Babies born with Type 1 Usher syndrome:
- Are almost totally deaf at birth.
- Have severe balance problems.
- Sit without support at a later age than normal (normal is at 6 – 9 months old).
- Are late walkers (18-24 months).
- Develop vision problems before age 10, usually in early childhood.
- Begins with night vision problems.
- Progresses quickly to total blindness.
- May not benefit from hearing aids (devices that make sound louder). They may be candidates for cochlear implants (a surgically placed device that sends sound directly from ear to stimulate the hearing nerve).
Babies born with type 2 Usher syndrome:
- Have moderate to severe hearing loss at birth.
- Have normal balance.
- Can benefit from hearing aids.
- Develop night vision problems as teenagers.
- Progresses more slowly.
- Does not result in total blindness.
Babies born with type 3 Usher syndrome:
- Have normal hearing at birth.
- Have almost normal balance.
- Sometimes have balance problems later on.
- Have gradual hearing and vision loss.
- Rate of loss differs among children.
- Hearing loss is apparent by teens.
- Can benefit from hearing aids after hearing loss begins.

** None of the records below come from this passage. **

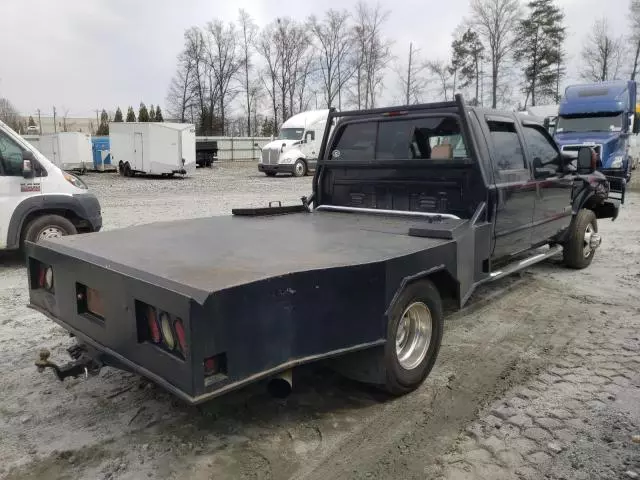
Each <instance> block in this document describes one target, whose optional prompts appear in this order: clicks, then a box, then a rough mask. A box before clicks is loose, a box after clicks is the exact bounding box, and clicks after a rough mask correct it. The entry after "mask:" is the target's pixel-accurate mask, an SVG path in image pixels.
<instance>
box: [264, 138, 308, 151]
mask: <svg viewBox="0 0 640 480" xmlns="http://www.w3.org/2000/svg"><path fill="white" fill-rule="evenodd" d="M299 141H300V140H274V141H273V142H269V143H267V144H266V145H265V146H264V147H262V148H263V149H265V148H269V149H273V150H280V149H281V148H282V145H285V148H289V147H291V146H292V145H294V144H296V143H298V142H299Z"/></svg>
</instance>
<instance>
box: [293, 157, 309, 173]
mask: <svg viewBox="0 0 640 480" xmlns="http://www.w3.org/2000/svg"><path fill="white" fill-rule="evenodd" d="M306 174H307V163H306V162H305V161H304V160H302V159H301V158H299V159H298V160H296V163H294V164H293V176H294V177H304V176H305V175H306Z"/></svg>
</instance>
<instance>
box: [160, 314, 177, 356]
mask: <svg viewBox="0 0 640 480" xmlns="http://www.w3.org/2000/svg"><path fill="white" fill-rule="evenodd" d="M160 328H161V329H162V339H163V340H164V344H165V345H166V346H167V348H168V349H169V350H173V349H174V348H176V339H175V337H174V336H173V330H172V328H171V319H170V318H169V314H168V313H167V312H162V313H161V314H160Z"/></svg>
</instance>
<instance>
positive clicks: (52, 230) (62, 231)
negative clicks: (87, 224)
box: [24, 215, 78, 243]
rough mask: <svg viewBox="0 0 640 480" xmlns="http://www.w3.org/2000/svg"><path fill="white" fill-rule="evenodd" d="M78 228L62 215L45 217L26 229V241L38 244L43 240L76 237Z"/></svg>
mask: <svg viewBox="0 0 640 480" xmlns="http://www.w3.org/2000/svg"><path fill="white" fill-rule="evenodd" d="M76 233H78V230H76V227H75V225H74V224H73V223H71V222H70V221H69V220H68V219H66V218H64V217H61V216H60V215H43V216H41V217H37V218H35V219H34V220H32V221H31V222H30V223H29V224H28V225H27V227H26V229H25V234H24V240H28V241H29V242H33V243H37V242H39V241H41V240H49V239H51V238H59V237H64V236H66V235H75V234H76Z"/></svg>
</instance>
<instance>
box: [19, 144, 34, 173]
mask: <svg viewBox="0 0 640 480" xmlns="http://www.w3.org/2000/svg"><path fill="white" fill-rule="evenodd" d="M34 163H35V158H34V157H33V153H31V152H30V151H28V150H27V151H25V152H23V153H22V177H23V178H33V177H34V176H35V171H34Z"/></svg>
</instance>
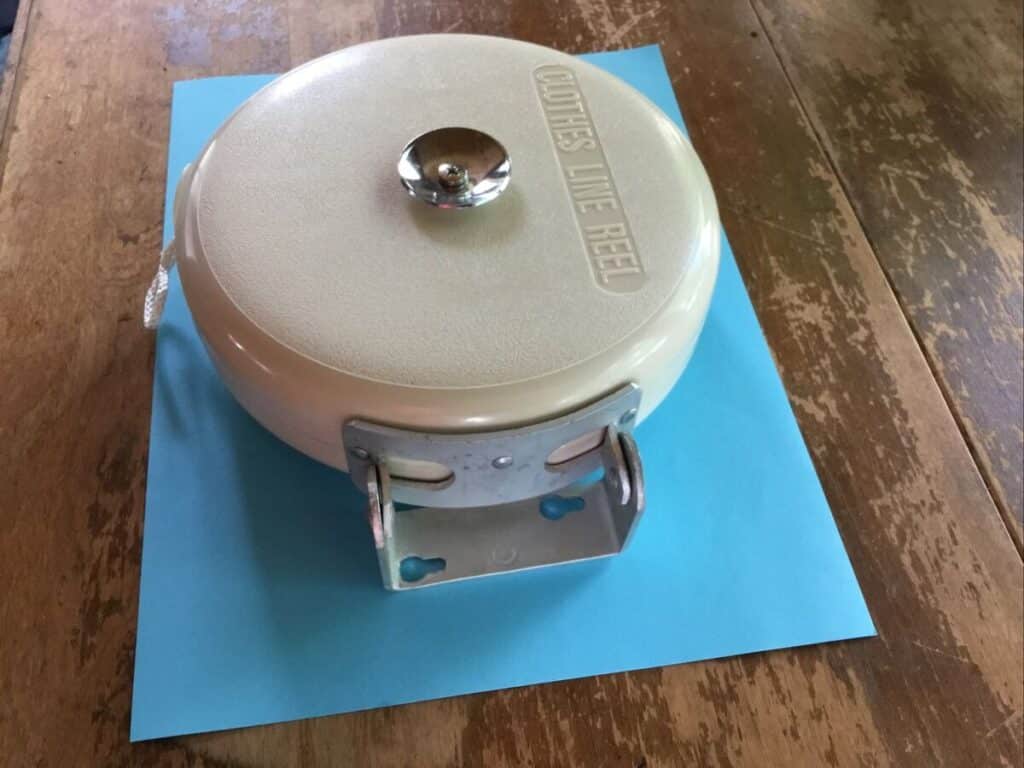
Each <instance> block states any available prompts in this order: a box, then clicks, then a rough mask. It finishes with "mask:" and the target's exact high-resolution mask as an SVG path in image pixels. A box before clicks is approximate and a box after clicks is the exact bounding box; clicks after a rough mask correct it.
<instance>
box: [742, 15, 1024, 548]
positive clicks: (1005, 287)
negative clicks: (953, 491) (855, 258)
mask: <svg viewBox="0 0 1024 768" xmlns="http://www.w3.org/2000/svg"><path fill="white" fill-rule="evenodd" d="M756 6H757V9H758V11H759V13H760V14H761V16H762V18H763V19H764V22H765V24H766V25H767V29H768V33H769V35H770V38H771V41H772V43H773V44H774V46H775V48H776V50H777V51H778V53H779V55H780V56H781V59H782V61H783V65H784V67H785V69H786V71H787V73H788V75H790V77H791V78H792V79H793V82H794V84H795V86H796V89H797V91H798V92H799V93H800V96H801V101H802V103H803V104H804V106H805V108H806V109H807V112H808V114H809V115H810V118H811V121H812V124H813V126H814V128H815V130H816V131H817V133H818V135H819V136H820V137H821V141H822V143H823V145H824V147H825V150H826V152H827V154H828V157H829V159H830V161H831V163H834V164H835V167H836V168H837V169H838V172H839V175H840V178H841V179H842V181H843V183H844V185H845V187H846V189H847V191H848V194H849V195H850V199H851V201H852V202H853V206H854V209H855V210H856V212H857V215H858V217H859V219H860V220H861V222H862V223H863V226H864V230H865V232H866V234H867V238H868V240H869V241H870V243H871V245H872V247H873V248H874V251H876V253H877V254H878V256H879V259H880V260H881V262H882V265H883V267H884V268H885V271H886V273H887V275H888V278H889V280H890V281H891V283H892V285H893V288H894V290H895V291H896V293H897V295H898V296H899V300H900V302H901V303H902V305H903V306H904V308H905V310H906V312H907V315H908V317H909V321H910V323H911V324H912V326H913V328H914V331H915V332H916V334H918V336H919V337H920V338H921V340H922V341H923V343H924V345H925V348H926V349H927V352H928V355H929V358H930V359H931V362H932V366H933V368H934V370H935V371H937V373H938V376H939V380H940V382H941V384H942V387H943V389H944V391H945V393H946V396H947V398H948V399H949V400H950V402H951V403H952V406H953V409H954V412H955V414H956V415H957V417H958V418H959V420H961V422H962V424H963V426H964V429H965V431H966V433H967V435H968V438H969V439H970V441H971V444H972V446H973V447H974V449H975V451H976V453H977V455H978V457H979V459H980V464H981V467H982V470H983V472H984V474H985V476H986V478H987V479H988V480H989V482H990V484H991V487H992V492H993V494H994V495H995V498H996V500H997V502H998V503H999V505H1000V506H1001V507H1002V508H1004V510H1005V511H1006V513H1007V517H1008V522H1009V524H1010V525H1011V530H1012V532H1013V535H1014V537H1015V539H1016V540H1017V543H1018V546H1019V545H1020V543H1021V536H1022V527H1021V525H1022V522H1021V521H1022V519H1024V482H1022V472H1024V431H1022V429H1024V393H1022V389H1024V374H1022V369H1024V360H1022V353H1024V338H1022V333H1024V331H1022V327H1024V318H1022V312H1024V293H1022V290H1024V289H1022V281H1024V276H1022V272H1024V245H1022V242H1021V237H1022V227H1024V224H1022V216H1024V199H1022V195H1024V189H1022V173H1024V170H1022V168H1024V60H1022V59H1024V56H1022V48H1024V44H1022V42H1021V40H1022V34H1024V31H1022V5H1021V3H1019V2H980V3H973V2H962V1H961V0H918V1H914V2H900V3H894V2H890V1H889V0H860V1H859V2H853V3H835V2H821V0H756Z"/></svg>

- Night blindness starts in puberty.
- Blind spots occur by late teens/young adulthood.
- Total blindness by middle age.
What causes Usher syndrome?
Scientists now know that Usher syndrome is inherited, which means it is passed from parents to children, and is caused by changes, called mutations, in genes. Genes are the chemically coded instructions in cells that tell cells what to do. The human body contains 20,000 to 25,000 genes. Every person has two copies of each gene, one from each parent.
Usher syndrome is an autosomal recessive disorder. This means:
- Males and females can both be affected by the condition.
- Both parents carry a mutated gene but do not have Usher syndrome themselves.
- A baby can get either the mutated gene or the normal gene from each parent.
- A child who gets a mutated gene from each parent will have Usher syndrome. The chance that a child from two parents who each have an Usher gene will have Usher syndrome is 1 in 4.
What causes vision loss in Usher syndrome?
The retina is a tissue at the back of the eye that is needed for vision. The gene mutation in Usher syndrome affects the retina's light-sensing cells called rods and cones. This condition is called retinitis pigmentosa or RP.
In RP, the retina's light-sensing rods and cones slowly go bad, starting at the outer edges. As RP gets worse, the person loses peripheral (edges) vision first then central vision.
What causes hearing loss in Usher syndrome?
The cochlea is a spiral structure in the inner ear that transmits sound. In Usher syndrome, the gene mutation affects the nerve cells in the cochlea so they do not transmit sound normally.